A third and often effective procedure for collecting payments is by filing a winding-up petition at the district court. This type of petition must be filed by a lawyer and the applicant needs to submit evidence of a payment default on an undisputed debt and of the existence of at least one other creditor having an undisputed claim of any kind (for example, commercial debt, outstanding alimony or taxes). The debtor is then formally notified by a bailiff that a winding-up petition has been filed. To avoid bankruptcy, the debtor can choose to appear in court to dispute the claim (or the fact that there are other creditors) or propose an out of court settlement. As most debtors try to reach a settlement, these proceedings are often cancelled before the date of the court hearing. Otherwise, and if there is sufficient evidence, the debtor is then declared bankrupt. Approximately 95% of all bankruptcies result in no payment being received by non-preferential creditors.
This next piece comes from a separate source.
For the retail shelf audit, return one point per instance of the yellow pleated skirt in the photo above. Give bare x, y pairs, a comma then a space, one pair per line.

Retention of title and right of reclamation

Besides initiating legal action or claiming retention of title (if stipulated), sellers of goods can often exercise their right of reclamation (recht van reclame) for unpaid goods. This entails sending the debtor a registered letter which invokes this right. The contract is thus terminated and by law, ownership of the goods returns to the creditor. However, this recourse of action does require the goods to be in their original state. The registered letter must be sent within 6 weeks of the claim being due and within 60 days of the goods being delivered. 
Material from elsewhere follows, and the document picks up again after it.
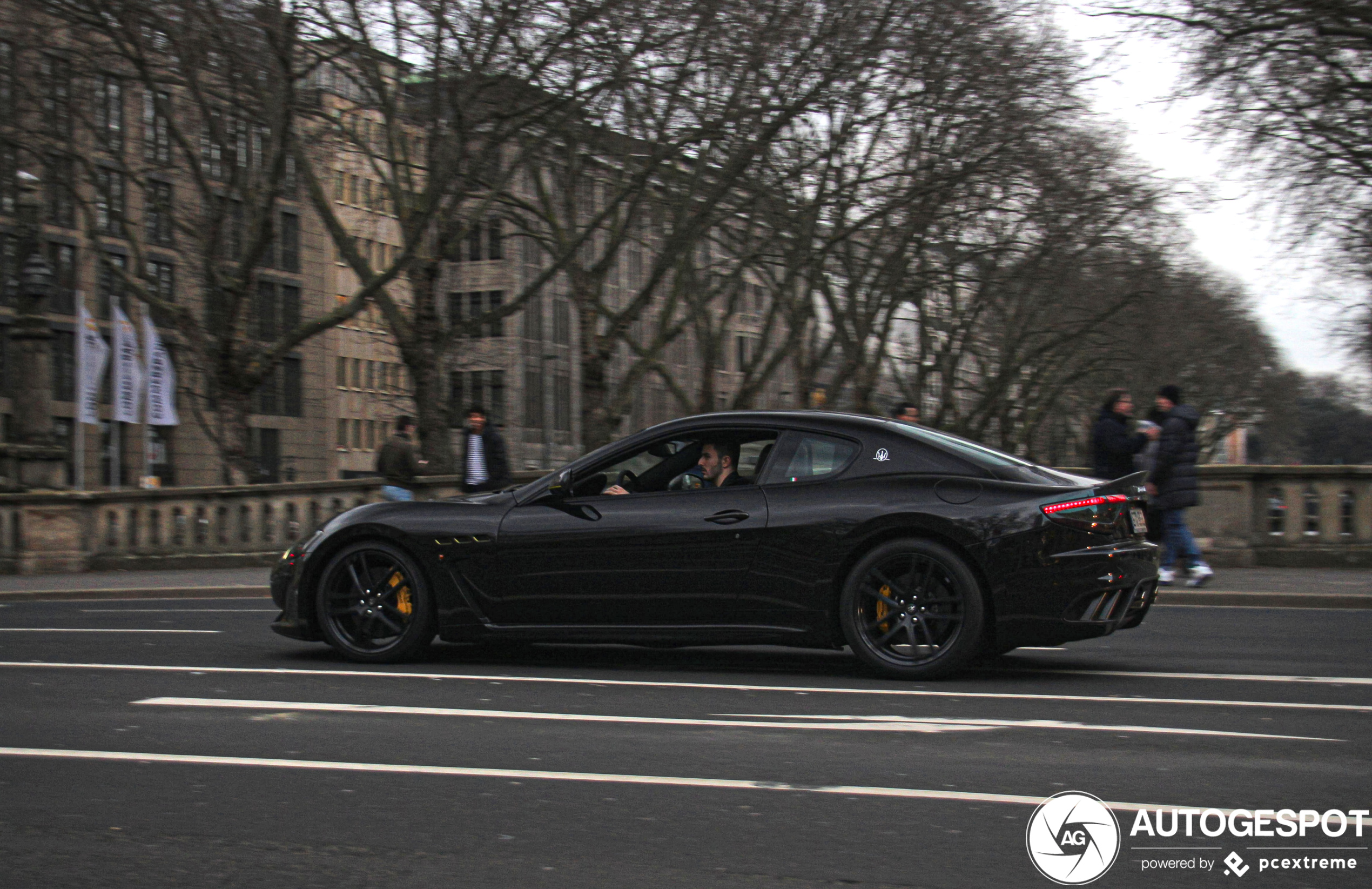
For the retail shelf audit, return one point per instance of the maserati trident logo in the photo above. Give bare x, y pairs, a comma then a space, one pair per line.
1073, 839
If a debtor does not voluntarily comply with a court decision, the creditor can initiate actions to enforce the judge’s ruling. As most court decisions become effective immediately, creditors do not need to wait for the three month period of appeal to expire. Enforcement laws lay down statutory rules on coercive measures and how these measures can be applied. In the Netherlands, only bailiffs are authorised to levy enforcements and are instructed by the creditor. Two conditions need to be met before coercive measures begin. The bailiff must be in possession of a writ of execution (an original and enforceable judgment) and the party on which the enforcement will be levied must have prior official notification of the writ.
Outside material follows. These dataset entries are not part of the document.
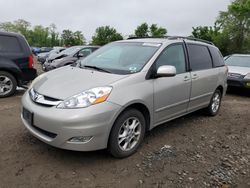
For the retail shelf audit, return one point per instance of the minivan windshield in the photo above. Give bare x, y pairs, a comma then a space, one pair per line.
121, 57
240, 61
70, 50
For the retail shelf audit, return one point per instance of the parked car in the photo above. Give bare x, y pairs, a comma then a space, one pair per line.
239, 70
43, 56
35, 50
16, 63
116, 94
45, 49
78, 53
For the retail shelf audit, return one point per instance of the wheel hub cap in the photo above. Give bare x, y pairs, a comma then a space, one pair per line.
6, 85
216, 102
129, 134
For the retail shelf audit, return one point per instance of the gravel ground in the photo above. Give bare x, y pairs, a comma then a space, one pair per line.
192, 151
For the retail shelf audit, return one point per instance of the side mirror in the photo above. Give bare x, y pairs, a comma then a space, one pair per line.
166, 71
79, 55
Court decisions rendered by other EU countries benefit from specific enforcement mechanisms, including the EU payment Order and the European Small Claims procedure. Decisions issued by non-EU countries can be recognised and enforced on a reciprocal basis, provided that the issuing country is part of a bilateral or multilateral agreement with the Netherlands. In the absence of such an agreement, an exequatur procedure can be carried out in the Dutch?courts. 

Insolvency Proceedings

RESTRUCTURING PROCEEDINGS

Corporate debt restructuring entails using the suspension of payments (surseance van betaling) procedure. The debtor is granted temporary relief from creditors, in order to allow them to reorganise, continue with business operations and ultimately satisfy their creditors’ claims, all under the supervision of a court-appointed administrator. A plan is proposed and must be approved by two-thirds of the creditors representing three-quarters of the total outstanding?debt.

BANKRUPTCY PROCEEDINGS

The debtor’s assets are liquidated by the court-appointed trustee. This procedure commences when the debtor has ceased payments and the District court has declared the debtor bankrupt. If a creditor makes a request for the debtor to be declared bankrupt, there must be at least two creditors with overdue claims. However, when liquidation is requested by the debtor, evidence of additional creditors is not mandatory.

The trustee establishes a list of creditors, the debtor’s assets are auctioned and the proceeds then distributed between the creditors.